After leafing through the pictures and examining the ads, I skimmed the news stories. I read horror tales of shady sales practices and clubs closing suddenly tales that would hurt the industry for years to come. I read of tennis clubs that added strength equipment, bikes and “aerobics” classes, signaling changes that would sweep the industry.
I then flipped to the main features. And déjà vu set in.
An article on designing a successful pro shop contained tips that club operators could implement today. Another feature on hiring fitness (i.e., “aerobics”) instructors offered familiar suggestions: Look for charismatic experts who can establish rapport with members. The cover story concentrated on retention, a continuing concern in modern clubs.

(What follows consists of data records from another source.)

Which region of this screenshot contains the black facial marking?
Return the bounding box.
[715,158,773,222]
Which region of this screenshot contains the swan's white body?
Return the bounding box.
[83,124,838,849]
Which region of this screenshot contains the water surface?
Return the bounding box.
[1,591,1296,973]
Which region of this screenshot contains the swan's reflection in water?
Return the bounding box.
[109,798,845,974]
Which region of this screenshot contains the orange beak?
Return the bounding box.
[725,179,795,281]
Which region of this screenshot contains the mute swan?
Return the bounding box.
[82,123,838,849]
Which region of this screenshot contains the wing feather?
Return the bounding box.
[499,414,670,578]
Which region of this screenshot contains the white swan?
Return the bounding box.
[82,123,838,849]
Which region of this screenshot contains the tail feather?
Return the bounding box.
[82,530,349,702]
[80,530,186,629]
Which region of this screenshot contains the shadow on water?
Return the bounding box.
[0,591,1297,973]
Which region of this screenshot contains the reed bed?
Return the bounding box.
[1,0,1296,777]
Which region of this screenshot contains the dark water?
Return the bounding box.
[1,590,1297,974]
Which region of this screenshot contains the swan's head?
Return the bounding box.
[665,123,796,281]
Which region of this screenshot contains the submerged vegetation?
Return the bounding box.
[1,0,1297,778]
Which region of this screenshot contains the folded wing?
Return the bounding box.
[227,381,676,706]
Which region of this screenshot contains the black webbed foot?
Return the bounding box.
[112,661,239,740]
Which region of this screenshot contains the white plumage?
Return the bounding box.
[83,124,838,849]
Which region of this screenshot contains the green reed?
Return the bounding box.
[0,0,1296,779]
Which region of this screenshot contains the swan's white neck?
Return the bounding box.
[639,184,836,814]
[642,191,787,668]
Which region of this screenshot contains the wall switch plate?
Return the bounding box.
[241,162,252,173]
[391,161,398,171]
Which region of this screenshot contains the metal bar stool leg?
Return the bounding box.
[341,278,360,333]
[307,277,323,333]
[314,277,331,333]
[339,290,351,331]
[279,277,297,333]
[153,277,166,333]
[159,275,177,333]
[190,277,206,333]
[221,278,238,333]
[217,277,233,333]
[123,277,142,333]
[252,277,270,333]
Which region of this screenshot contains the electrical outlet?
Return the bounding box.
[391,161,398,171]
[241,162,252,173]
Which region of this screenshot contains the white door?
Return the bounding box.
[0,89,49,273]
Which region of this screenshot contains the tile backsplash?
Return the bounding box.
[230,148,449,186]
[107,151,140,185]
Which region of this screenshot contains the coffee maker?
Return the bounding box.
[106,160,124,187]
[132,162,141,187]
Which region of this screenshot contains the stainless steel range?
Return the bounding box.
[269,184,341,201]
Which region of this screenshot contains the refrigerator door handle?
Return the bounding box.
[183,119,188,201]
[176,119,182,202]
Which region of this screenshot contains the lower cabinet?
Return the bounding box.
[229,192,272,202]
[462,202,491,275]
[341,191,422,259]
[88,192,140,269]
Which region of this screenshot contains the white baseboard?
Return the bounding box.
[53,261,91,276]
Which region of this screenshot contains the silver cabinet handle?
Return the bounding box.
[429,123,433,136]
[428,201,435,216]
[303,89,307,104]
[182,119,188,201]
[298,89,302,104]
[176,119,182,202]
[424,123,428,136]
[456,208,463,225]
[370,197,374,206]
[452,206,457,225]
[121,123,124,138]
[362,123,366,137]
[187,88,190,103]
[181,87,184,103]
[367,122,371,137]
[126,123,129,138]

While the features frequently mentioned tennis and racquetball clubs, the dilemmas that they raised and the ideas that they presented are as relevant now as they were 16 years ago. Club operators are still looking for new profit centers. They want to keep members involved and happy. They seek the best employees.
In a sense, then, it may seem as if the industry hasn't changed much at all. True, the worries that plague today's club operators are similar to the worries that operators faced in 1985. Still, change has come. Subtle, evolutionary change. Manufacturers fine-tuned fitness products. Tennis-only clubs became fitness clubs. Fitness clubs, in turn, rethought their business practices and adapted.
Keep in mind that evolution occurs slowly. With continued age, our maturing industry will learn how to deal with old problems. Smart operators will discover new ways to turn profits, please members and build staff. Their businesses will evolve, survive.
Looking at the 1985 issue reminded me of the progress our industry has made. And made me grateful that leg warmers went out of style.